Velociraptor – The Next Generation of RaptorX – Vladimir Rodionov, Carrot Cache

Velociraptor – The Next Generation of RaptorX – Vladimir Rodionov, Carrot Cache

Vladimir Rodionov, founder of Carrot Cache will present the Velociraptor – the next evolution of PrestoDB hierarchical caching framework RaptorX. Velociraptor enables efficient data and meta-data caching well beyond RaptorX limits in terms of number of data files (multi-billions), number of table partitions (multi-millions) and number of table columns (multi-thousands). Velociraptor replaces all five RaptorX caches (Hive meta-data, file list, query result fragments, ORC/Parquet meta-data and data I/O) with a scalable solution, based on Carrot Cache, which does not pollute JVM heap memory, does not affect Java Garbage Collector, keeps all data and meta-data off Java heap memory or on disk and can scale well beyond server’s physical RAM limit. Velociraptor supports server restart, by quickly saving and loading data to/from disk for automatic cache warm up.
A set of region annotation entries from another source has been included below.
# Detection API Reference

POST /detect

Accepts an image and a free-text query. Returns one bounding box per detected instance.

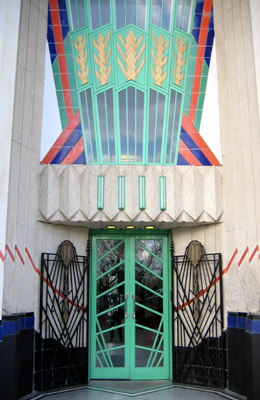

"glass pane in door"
[135,240,164,368]
[96,239,125,368]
Quick Stats – Runtime ANALYZE for Better Query Plans – Anant Aneja, Ahana

Quick Stats – Runtime ANALYZE for Better Query Plans – Anant Aneja, Ahana

An optimizer’s plans are only as good as the estimates available for the tables its querying. For queries over recently ingested data that is not yet ANALYZE-d to update table or partition stats, the Presto optimizer flies blind; it is unable to make good query plans and resorts to syntactic join orders. To solve this problem, we propose building ‘Quick Stats’ : By utilizing file level metadata available in open data lake formats such as Delta & Hudi, and by examining stats from Parquet & ORC footers, we can build a representative stats sample at a per partition level. These stats can be cached for use be newer queries, and can also be persisted back to the metastore. New strategies for tuning these stats, such as sampling, can be added to improve their precision.